* [PATCH net-next] packet: Protect packet sk list with mutex
@ 2012-08-20 14:50 Pavel Emelyanov
2012-08-20 15:11 ` Eric Dumazet
0 siblings, 1 reply; 4+ messages in thread
From: Pavel Emelyanov @ 2012-08-20 14:50 UTC (permalink / raw)
To: David Miller, Linux Netdev List
In patch eea68e2f (packet: Report socket mclist info via diag module) I've
introduced a "scheduling in atomic" problem in packet diag module -- the
socket list is traversed under rcu_read_lock() while performed under it sk
mclist access requires rtnl lock (i.e. -- mutex) to be taken. Similar thing
was then re-introduced by further packet diag patches (fanount mutex and
pgvec mutex for rings) :(
Apart from being terribly sorry for the above, I propose to change the
packet sk list protection from spinlock to mutex. This lock currently
protects only the sklist modifications (that already happen in sleeping
context) and nothing more.
Am I wrong again and a fine-grained atomic locking is required for
everything that is reported by packet diag instead?

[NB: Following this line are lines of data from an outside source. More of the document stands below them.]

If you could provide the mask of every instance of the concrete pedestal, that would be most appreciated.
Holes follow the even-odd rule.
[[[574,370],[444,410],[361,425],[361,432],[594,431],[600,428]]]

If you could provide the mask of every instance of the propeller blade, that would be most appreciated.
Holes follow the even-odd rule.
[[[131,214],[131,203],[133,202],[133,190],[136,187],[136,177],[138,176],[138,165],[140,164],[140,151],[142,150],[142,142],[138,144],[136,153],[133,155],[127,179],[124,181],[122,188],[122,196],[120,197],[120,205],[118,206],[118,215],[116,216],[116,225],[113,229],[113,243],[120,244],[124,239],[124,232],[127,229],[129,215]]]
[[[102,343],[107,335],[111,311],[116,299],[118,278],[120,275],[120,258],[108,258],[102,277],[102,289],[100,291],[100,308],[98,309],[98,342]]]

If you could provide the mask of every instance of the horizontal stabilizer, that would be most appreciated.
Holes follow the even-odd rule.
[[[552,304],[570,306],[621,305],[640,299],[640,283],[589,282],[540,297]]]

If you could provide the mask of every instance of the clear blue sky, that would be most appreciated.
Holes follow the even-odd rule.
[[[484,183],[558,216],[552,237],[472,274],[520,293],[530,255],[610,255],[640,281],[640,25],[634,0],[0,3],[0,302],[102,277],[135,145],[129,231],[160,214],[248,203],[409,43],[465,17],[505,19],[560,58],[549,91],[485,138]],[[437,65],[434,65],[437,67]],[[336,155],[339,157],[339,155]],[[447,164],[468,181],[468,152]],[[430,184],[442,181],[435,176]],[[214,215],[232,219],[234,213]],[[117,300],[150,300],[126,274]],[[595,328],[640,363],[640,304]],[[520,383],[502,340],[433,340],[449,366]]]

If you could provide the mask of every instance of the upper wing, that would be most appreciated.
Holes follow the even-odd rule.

Signed-off-by: Pavel Emelyanov <xemul@parallels.com>
---
diff --git a/include/net/netns/packet.h b/include/net/netns/packet.h
index cb4e894..4780b08 100644
--- a/include/net/netns/packet.h
+++ b/include/net/netns/packet.h
@@ -8,7 +8,7 @@
#include <linux/spinlock.h>
struct netns_packet {
- spinlock_t sklist_lock;
+ struct mutex sklist_lock;
struct hlist_head sklist;
};
diff --git a/net/packet/af_packet.c b/net/packet/af_packet.c
index 226b2cd..5048672 100644
--- a/net/packet/af_packet.c
+++ b/net/packet/af_packet.c
@@ -2308,10 +2308,10 @@ static int packet_release(struct socket *sock)
net = sock_net(sk);
po = pkt_sk(sk);
- spin_lock_bh(&net->packet.sklist_lock);
+ mutex_lock(&net->packet.sklist_lock);
sk_del_node_init_rcu(sk);
sock_prot_inuse_add(net, sk->sk_prot, -1);
- spin_unlock_bh(&net->packet.sklist_lock);
+ mutex_unlock(&net->packet.sklist_lock);
spin_lock(&po->bind_lock);
unregister_prot_hook(sk, false);
@@ -2510,10 +2510,10 @@ static int packet_create(struct net *net, struct socket *sock, int protocol,
register_prot_hook(sk);
}
- spin_lock_bh(&net->packet.sklist_lock);
+ mutex_lock(&net->packet.sklist_lock);
sk_add_node_rcu(sk, &net->packet.sklist);
sock_prot_inuse_add(net, &packet_proto, 1);
- spin_unlock_bh(&net->packet.sklist_lock);
+ mutex_unlock(&net->packet.sklist_lock);
return 0;
out:
@@ -3766,7 +3766,7 @@ static const struct file_operations packet_seq_fops = {
static int __net_init packet_net_init(struct net *net)
{
- spin_lock_init(&net->packet.sklist_lock);
+ mutex_init(&net->packet.sklist_lock);
INIT_HLIST_HEAD(&net->packet.sklist);
if (!proc_net_fops_create(net, "packet", 0, &packet_seq_fops))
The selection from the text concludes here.